Properties

Last updated: February 20, 2026

Properties in Rally are the "columns" of your database that allow for powerful filtering, dynamic segmentation, and automated governance. They are “High-Signal Filters” rather than just storage. Every property you add should solve a specific problem you’ve faced in past recruitment or anticipate in future studies. If a data point doesn't help you include or exclude a participant with confidence, it may be noise.

Core Principles

If you can't use it and rely on it to filter, segment, or personalize, don't store it.

  • Action-Oriented: Prevent the database from becoming a "data graveyard" by ensuring every property has a functional purpose in recruitment.

  • Focus on Utility: Reinforce that properties are the levers for finding the right participants and hydrating profiles with important qualifying data.

  • Promote Data Hygiene: Favor structured data (like dropdowns and dates) over messy, un-filterable "notes" or open text fields.

Identifying Key Properties

Uncover Property Needs from Past and Planned Research

Reduce frustration and frequency of recruiting by identifying the most common and useful data points about participants that should be captured in Rally.

Look ahead or look back at several research recruitment efforts. For each, ask: 

  • Target participant: Who was the target? 

    • Ex: Small business owners using our invoicing tool

  • Source of data: How did we find them?

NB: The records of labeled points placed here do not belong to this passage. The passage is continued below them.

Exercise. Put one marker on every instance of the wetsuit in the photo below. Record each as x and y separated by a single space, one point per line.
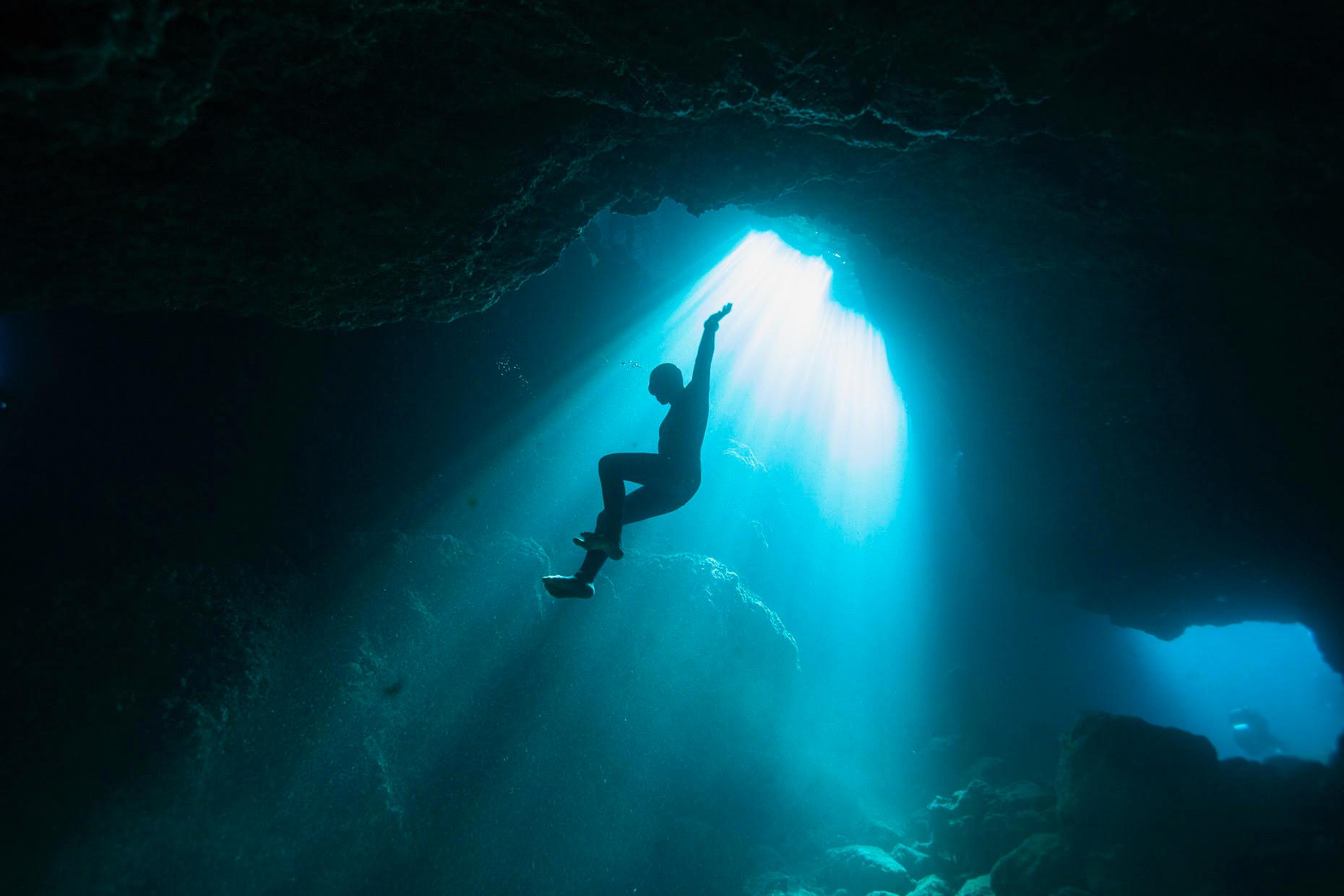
667 478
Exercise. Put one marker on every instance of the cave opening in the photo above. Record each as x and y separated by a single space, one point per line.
418 478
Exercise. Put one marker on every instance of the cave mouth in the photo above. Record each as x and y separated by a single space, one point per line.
906 658
1254 689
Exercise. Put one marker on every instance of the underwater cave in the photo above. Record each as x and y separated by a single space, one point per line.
1006 561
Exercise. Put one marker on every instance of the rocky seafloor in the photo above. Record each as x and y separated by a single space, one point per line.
1133 809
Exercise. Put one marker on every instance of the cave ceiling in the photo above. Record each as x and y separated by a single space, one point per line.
1121 214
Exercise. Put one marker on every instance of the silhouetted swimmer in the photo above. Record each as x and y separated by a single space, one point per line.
1252 733
667 480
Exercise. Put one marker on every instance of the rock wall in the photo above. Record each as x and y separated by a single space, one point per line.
428 725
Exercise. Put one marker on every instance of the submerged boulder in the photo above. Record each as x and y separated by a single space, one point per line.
979 824
931 886
1041 864
863 869
1151 810
978 887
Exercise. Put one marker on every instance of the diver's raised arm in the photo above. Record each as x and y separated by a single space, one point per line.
700 375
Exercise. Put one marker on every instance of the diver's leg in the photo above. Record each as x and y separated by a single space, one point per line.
640 504
593 561
614 470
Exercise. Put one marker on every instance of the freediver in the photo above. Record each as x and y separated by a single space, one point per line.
1252 733
667 480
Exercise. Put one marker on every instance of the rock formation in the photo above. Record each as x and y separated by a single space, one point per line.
1111 222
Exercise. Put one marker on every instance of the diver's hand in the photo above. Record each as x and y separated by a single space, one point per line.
712 323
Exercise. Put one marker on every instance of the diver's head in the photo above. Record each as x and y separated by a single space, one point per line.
665 383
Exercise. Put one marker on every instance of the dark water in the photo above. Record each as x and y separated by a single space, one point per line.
280 625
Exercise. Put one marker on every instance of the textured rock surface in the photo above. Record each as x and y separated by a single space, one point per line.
398 718
1151 810
862 869
979 824
1121 214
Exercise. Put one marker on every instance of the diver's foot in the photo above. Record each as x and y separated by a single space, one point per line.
567 586
595 542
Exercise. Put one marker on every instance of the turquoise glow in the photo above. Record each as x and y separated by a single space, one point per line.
1269 667
801 381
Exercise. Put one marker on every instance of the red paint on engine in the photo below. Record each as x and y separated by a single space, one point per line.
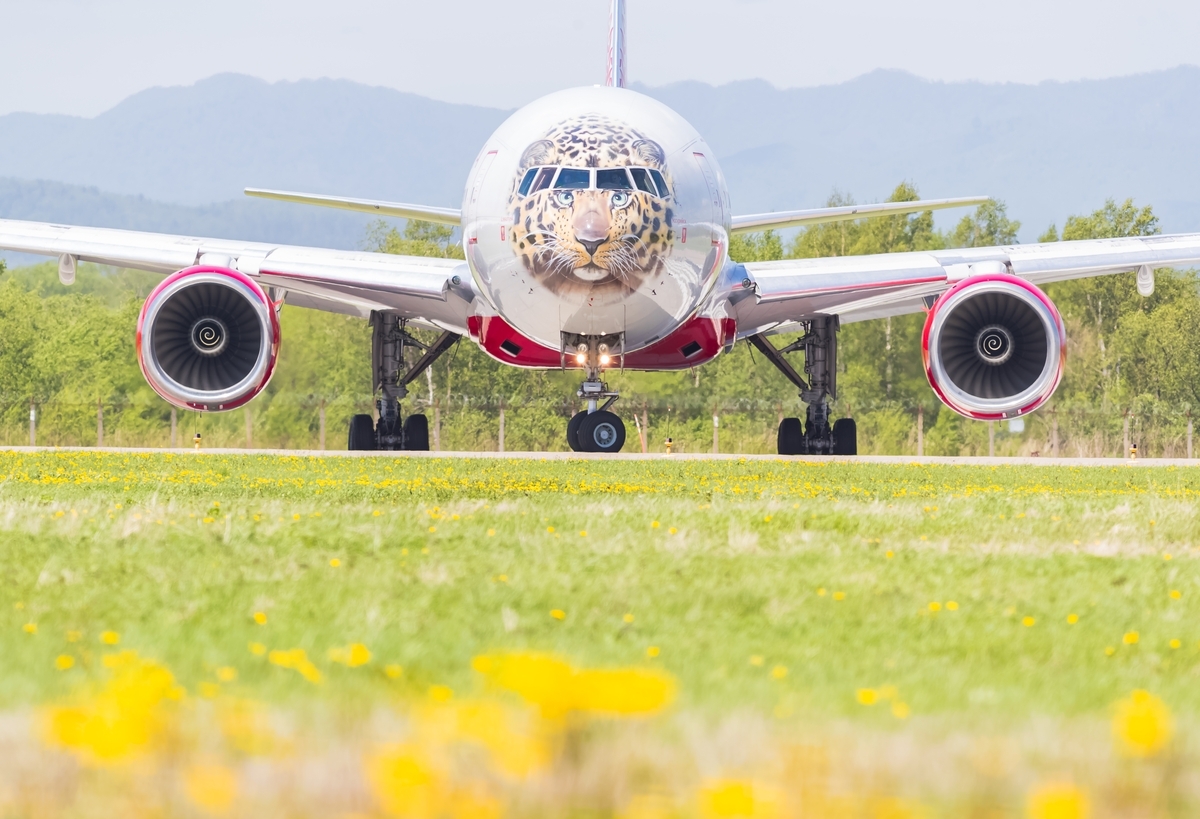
699 340
275 336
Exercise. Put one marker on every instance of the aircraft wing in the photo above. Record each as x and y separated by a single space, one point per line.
768 296
432 291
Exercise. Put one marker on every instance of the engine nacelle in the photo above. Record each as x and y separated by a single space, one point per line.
994 347
208 339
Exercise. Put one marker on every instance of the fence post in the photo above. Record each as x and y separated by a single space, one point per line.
322 424
437 426
921 430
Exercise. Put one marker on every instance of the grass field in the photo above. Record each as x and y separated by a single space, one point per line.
371 637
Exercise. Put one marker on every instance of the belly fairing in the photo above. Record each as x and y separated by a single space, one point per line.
595 211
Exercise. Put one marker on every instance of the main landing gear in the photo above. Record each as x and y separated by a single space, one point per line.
816 436
389 342
595 430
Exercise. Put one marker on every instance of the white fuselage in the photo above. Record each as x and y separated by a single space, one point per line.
595 211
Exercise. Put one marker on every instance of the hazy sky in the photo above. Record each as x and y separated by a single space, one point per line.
82 57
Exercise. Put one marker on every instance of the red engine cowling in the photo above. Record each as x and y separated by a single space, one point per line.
208 339
994 347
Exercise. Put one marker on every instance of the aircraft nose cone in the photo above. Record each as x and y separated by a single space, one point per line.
591 229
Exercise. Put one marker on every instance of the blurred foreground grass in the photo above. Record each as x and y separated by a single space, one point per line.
826 639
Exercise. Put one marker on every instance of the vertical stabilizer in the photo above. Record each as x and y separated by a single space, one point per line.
617 65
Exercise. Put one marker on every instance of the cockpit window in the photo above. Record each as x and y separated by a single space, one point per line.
642 179
574 179
527 181
661 183
613 179
544 179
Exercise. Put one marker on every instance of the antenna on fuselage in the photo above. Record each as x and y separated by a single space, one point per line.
616 77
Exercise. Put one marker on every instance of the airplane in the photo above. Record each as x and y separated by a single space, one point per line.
595 225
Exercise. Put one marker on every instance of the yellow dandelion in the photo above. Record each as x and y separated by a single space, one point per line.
213 788
1057 800
1141 724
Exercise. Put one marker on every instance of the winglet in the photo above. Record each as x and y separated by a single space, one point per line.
616 77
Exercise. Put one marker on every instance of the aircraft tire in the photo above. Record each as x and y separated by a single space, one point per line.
845 437
361 434
573 431
791 436
601 431
417 434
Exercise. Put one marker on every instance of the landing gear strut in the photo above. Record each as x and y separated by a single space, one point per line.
389 340
595 430
816 436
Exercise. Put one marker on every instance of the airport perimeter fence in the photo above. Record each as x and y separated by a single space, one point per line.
465 423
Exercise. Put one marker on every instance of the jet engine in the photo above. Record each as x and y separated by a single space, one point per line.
208 339
994 347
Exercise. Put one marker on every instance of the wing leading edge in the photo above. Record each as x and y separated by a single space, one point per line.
786 219
435 291
861 287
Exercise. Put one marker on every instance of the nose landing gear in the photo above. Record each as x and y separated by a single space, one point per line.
597 429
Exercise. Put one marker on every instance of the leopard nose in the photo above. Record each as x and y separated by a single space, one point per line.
591 229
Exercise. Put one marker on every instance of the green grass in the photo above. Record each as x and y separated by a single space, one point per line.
177 553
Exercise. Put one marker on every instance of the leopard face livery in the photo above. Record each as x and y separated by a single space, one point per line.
592 209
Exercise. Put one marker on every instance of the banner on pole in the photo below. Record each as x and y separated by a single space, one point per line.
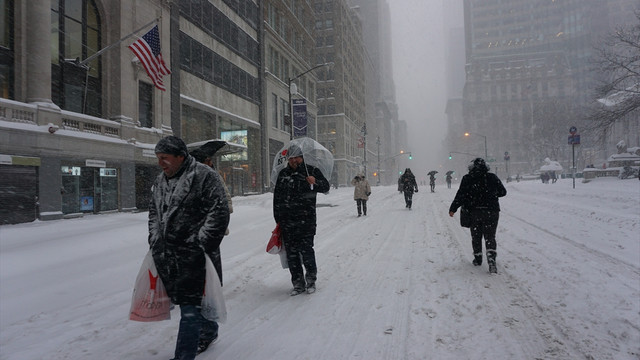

    • Ex: Exported a list from the CRM of Small Business Owners and manually filtered by “Last Invoice Date”

  • Priority: What criteria was non-negotiable and what could be relaxed for a participant to be qualified?

    • Focus on properties that are key decision makers over nice to have information.

  • Frequency: How often is this data used to recruit for other studies?

    • Store properties that are more broadly applicable across studies.

  • Frustration: What was the most time-consuming part of finding these people?

    • Reduce frustration by including properties that are hard to collect but important to know

Uncover Properties by Common Recruitment Needs

Help uncover properties by breaking them into four functional buckets:

  • Identification & Communication

    • Without these, you cannot contact participants or schedule sessions.

    • Most of these are out-of-the-box properties in Rally and do not need custom properties to store and use.

    • Ex: First Name, Last Name, Email, Phone Number, etc.

  • Demographics & Psychographics

    • Essential for ensuring a diverse and representative sample for your studies.

    • Many of these are self-reported data that’s collected via screener or sign-up form.

    • Ex: Job Title, Company Size, Industry, Age, Gender, Income, Location, etc.

  • Product & Behavioral Data

    • Allows researchers to target by behavioral analytics or other customer-specific metadata.

    • Most of these are stored in a CRM or analytics tool that must be synched with Rally or imported to stay current and relevant.

    • Ex: Account Plan (e.g., Enterprise vs. Free), Sign-up Date, Last Login, Features Used, NPS Score, etc.

  • Research Considerations

    • Crucial for governance and honoring participant needs. Preventing over-contacting and managing cooldown periods.

    • Many of these may be self-reported data that’s collected via screener or sign-up form.

    • Ex: Specialty Tags (e.g., "Accessibility User"), Research Preferences.

Considerations for Adding Properties in Rally

Use the following considerations to determine if the data should be stored as a property in Rally.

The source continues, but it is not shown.